Env reduction, alkylation and digestion for mass spectrometry
The following VLP samples were subjected to glycopeptide analysis: JR-FL gp160ΔCT SOS, SOS NFL, SOS NFL I559P and SOS NFL A433P. VLPs were denatured by heating in 4xLaemmli buffer containing 2-mercaptoethanol (Bio-rad) for 10 minutes at 95°C, then loaded onto 4–12% Bis-Tris NuPAGE gel. Western blot was carried out to determine the positions of gp160 (includes gp160m and gp160i), gp120 and gp41 on the gel and was used as “marker” to cut Envs from the gel. Gel slices containing either gp160, gp41 and/or gp120 were incubated in 500 μL acetonitrile (ACN) until opaque. ACN was then removed and replaced with 50 μL 10 mM DTT in 100 mM ammonium bicarbonate (AmBic). Gel slices were incubated in DTT solution for 30 minutes at 56°C. Gel pieces were cooled down and washed with 500 μL ACN, then incubated in the dark for 20 minutes in 50 μL 55 mM iodoacetamide (IAA) in 100 mM AmBic.
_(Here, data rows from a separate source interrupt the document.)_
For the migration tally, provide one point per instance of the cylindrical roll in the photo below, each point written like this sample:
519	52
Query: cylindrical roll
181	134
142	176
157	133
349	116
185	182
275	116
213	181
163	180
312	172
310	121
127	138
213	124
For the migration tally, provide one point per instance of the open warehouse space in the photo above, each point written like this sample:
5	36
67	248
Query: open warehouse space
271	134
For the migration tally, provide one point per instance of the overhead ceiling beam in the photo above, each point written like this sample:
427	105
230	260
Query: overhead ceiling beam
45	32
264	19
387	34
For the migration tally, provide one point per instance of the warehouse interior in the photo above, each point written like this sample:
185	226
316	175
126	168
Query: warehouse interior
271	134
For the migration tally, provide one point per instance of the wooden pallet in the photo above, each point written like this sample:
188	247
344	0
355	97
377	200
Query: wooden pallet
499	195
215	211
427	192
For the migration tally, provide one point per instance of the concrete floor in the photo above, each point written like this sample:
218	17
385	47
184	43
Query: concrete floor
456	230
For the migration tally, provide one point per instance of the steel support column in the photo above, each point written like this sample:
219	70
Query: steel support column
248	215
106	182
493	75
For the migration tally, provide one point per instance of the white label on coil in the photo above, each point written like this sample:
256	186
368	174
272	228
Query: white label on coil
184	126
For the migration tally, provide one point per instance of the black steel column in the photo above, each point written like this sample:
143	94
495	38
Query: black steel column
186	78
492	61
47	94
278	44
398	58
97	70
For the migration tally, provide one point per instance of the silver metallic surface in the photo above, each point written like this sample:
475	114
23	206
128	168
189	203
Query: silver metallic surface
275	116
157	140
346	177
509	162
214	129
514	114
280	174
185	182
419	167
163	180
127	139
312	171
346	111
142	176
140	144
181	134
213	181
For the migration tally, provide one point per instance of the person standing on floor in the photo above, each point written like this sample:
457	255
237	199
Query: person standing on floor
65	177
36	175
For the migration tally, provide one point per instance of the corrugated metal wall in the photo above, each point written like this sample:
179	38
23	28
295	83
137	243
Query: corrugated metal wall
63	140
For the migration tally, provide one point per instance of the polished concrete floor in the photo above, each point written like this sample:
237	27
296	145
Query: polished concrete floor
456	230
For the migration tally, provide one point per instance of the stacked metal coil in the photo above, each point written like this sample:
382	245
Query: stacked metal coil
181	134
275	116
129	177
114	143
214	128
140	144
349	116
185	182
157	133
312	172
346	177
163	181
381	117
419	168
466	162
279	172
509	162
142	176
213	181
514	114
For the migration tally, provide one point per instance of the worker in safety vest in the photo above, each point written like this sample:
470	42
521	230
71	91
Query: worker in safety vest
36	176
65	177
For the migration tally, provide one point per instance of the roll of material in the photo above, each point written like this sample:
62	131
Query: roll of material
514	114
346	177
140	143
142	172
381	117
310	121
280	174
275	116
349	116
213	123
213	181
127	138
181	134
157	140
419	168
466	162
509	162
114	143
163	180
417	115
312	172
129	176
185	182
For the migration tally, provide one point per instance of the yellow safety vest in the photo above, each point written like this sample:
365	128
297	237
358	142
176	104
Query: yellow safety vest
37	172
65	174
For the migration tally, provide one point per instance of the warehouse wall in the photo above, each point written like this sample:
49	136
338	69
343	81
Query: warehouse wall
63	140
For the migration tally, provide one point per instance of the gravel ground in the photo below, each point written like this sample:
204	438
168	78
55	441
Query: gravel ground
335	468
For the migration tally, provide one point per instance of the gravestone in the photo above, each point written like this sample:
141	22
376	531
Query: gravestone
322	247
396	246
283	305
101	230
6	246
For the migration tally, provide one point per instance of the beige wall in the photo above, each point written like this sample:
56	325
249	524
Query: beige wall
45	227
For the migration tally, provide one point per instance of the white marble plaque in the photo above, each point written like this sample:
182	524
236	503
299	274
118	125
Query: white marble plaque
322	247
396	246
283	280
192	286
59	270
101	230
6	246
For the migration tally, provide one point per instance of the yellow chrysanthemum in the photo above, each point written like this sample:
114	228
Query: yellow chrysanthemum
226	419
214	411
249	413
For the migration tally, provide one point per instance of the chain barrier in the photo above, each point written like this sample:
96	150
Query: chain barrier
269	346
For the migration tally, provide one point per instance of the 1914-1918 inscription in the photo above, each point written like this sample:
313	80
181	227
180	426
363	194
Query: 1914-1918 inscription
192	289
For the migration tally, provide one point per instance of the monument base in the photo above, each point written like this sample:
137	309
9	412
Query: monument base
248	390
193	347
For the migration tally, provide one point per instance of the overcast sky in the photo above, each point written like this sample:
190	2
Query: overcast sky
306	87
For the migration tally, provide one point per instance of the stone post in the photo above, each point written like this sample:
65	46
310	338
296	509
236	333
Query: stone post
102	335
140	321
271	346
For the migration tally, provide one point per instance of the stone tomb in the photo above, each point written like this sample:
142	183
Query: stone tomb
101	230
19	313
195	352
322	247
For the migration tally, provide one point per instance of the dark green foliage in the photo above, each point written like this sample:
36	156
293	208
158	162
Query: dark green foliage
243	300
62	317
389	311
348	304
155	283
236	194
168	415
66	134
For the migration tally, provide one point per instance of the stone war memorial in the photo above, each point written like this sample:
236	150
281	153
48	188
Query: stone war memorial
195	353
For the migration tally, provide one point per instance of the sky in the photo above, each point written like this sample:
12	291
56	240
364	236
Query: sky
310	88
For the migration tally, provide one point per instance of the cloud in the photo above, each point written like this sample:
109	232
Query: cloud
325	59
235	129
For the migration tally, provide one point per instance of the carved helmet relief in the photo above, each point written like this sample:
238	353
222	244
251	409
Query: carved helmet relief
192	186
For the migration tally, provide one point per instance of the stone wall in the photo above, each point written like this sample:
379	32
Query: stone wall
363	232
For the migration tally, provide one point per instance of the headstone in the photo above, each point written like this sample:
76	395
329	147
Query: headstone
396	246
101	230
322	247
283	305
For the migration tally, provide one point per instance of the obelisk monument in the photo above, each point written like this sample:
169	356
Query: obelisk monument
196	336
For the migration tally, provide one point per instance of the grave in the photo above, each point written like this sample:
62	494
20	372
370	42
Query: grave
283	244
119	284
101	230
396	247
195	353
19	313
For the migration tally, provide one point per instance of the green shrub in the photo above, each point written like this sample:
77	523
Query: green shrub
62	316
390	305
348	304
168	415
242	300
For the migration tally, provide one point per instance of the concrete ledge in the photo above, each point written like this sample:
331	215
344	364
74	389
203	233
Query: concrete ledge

Bands were then washed once with 500 μL 100 mM AmBic and ACN. Washed bands were then incubated on ice with either α-lytic protease, trypsin or chymotrypsin (13 ng/μL) in a solution of 10 mM AmBic 10% ACN. Further enzymatic solution was added and incubated on ice for another 90 minutes, ensuring the bands were fully submerged. 10–20 μL 10 mM AmBic was added, and the mixture was then incubated overnight at 37°C. Following digestion, the gel pieces were spun down and supernatants were set aside in a fresh tube. The individual supernatants were dried using a heated vacuum centrifuge set to 30°C and resuspended in 200 μL 0.1% trifluoroacetic acid (TFA). The Oasis PRiME HLB 96-well μElution plate (Waters) was placed on a vacuum manifold set to 5” Hg. The HLB μElution wells were conditioned using 200 μL ACN, then equilibrated with 200 μL 0.1% TFA. The vacuum was turned off and the resuspended peptides were loaded into the conditioned wells. Vacuum was applied, starting at the lowest setting, and slowly increased to 5” Hg. Wells were washed with 800 μL TFA, followed by 200 μL H2O to remove excess salts. The collection tray was placed in the vacuum manifold and peptides were eluted using 80% ACN in 0.1% formic acid. The eluted peptides were dried prior to LC-MS analysis using a heated vacuum centrifuge set to 30°C.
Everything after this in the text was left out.